Pode ser esta uma leitura reducionista. Mas a disposição dos curtas vistos de maneira linear, dentro de uma mostra curada, deve um influenciar ao outro. Ao menos, um diálogo quer se fazer possível. Muitas das vezes, difícil e irracional. É mesmo intenção do Festival que estes se complementem, que se tornem espaço de reflexão? Sentada eu e os outros espectadores, na caixa preta do cinema, entregues às imagens que vão sendo regurgitadas, criando outros espaços além-tela, espaços em que queremos olhar com mais proximidade. Imersos, enfim. Receptores e articuladores, nós, espectadores, as vítimas e os algozes.

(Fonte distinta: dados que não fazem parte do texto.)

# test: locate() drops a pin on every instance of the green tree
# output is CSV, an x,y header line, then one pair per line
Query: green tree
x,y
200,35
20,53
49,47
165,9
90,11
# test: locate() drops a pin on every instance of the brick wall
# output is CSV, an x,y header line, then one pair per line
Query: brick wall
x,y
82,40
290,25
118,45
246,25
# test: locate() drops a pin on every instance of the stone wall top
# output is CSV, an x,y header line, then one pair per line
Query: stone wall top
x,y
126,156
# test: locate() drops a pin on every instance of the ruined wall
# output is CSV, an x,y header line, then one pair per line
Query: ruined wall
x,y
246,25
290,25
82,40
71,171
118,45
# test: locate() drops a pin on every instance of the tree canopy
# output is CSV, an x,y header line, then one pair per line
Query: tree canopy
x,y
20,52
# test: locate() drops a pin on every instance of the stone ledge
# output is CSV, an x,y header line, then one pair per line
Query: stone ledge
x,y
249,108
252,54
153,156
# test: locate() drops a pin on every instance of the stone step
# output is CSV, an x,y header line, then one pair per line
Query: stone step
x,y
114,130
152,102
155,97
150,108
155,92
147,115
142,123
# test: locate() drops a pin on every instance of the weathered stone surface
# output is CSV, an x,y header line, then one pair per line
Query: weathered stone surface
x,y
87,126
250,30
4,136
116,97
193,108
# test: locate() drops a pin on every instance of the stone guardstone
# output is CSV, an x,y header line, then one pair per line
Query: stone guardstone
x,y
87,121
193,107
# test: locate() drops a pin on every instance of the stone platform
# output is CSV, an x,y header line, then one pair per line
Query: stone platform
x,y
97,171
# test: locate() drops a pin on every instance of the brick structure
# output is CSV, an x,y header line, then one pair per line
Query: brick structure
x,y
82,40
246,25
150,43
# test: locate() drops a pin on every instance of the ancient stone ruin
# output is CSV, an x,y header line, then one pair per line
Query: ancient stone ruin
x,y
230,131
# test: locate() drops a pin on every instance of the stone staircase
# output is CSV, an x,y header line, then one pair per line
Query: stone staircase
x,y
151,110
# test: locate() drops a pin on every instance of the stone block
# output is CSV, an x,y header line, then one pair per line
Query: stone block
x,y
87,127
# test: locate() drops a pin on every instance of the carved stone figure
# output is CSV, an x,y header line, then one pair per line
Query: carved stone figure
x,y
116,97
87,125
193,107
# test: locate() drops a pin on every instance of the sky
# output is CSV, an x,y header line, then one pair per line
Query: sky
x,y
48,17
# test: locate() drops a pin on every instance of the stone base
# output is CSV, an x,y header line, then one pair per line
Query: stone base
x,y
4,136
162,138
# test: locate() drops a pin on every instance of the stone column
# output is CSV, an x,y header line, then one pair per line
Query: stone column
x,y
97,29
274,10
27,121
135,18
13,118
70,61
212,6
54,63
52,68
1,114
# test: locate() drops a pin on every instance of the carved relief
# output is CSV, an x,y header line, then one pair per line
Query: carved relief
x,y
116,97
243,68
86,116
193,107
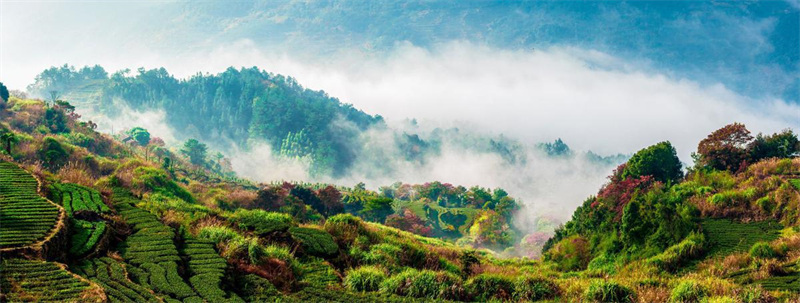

Sanã perde-se em meio a tanto espaço e tantos planos. O perigo de filmar lugares turísticos como agências de viagem esta à espreita. A areia é disforme e o vento que sopra vai recriar sempre um espaço irreconhecível. Não é possível apreendê-lo além de uma cegueira branca. O personagem, Sanã, metonímia do espaço escolhido. Albino em areia e sol. Esconde sua cabeça no buraco, perde sua corporalidade. Sua contradição não se faz em filme. Seu rosto manchado é sempre filmado com algo a frente, interpelado pelo espaço e pelos objetos. Sua voz não nos dá a dimensão do seu existir. Persiste apenas o sufoco sensorial do modo como são filmadas as dunas. Esteta, com ares de fenomenológico. Espaço largo e mutável, ainda assim, concreto.

O que lembro, tenho escolhe o afeto das memórias. O espaço, sim, concreto, mas não se sabe se ainda presente. O fim escolhe sua posição: permanece o afeto, permanece a escolha consciente do indivíduo no fim da vida. O verde gramado da roça, a casa pobre e a janela aberta se intercalam com a cortina fechada de uma casa outra, de uma paisagem que não se vê. A senhora vê o desenho na televisão, mas não o vê. Fazer as malas continuamente é o modo de querer voltar ao seu espaço afetuoso – ao que a memória ainda lhe guarda. O espaço que a memória traz é a realidade de uma personagem. A realidade é relativa a partir do contraponto com o que olha a filha – e o que também olhamos. Os milhos jogados às galinhas num passado são os espalhados no chão de cimento no presente. O espaço perde sua dimensão, torna-se ele aquilo que resta de memórias. Concreto, mas absurdo para alguém que guarda poucas memórias ainda. É a canção que atravessa os tempos sem se importar com o lastro real; que ano é hoje? Não importa.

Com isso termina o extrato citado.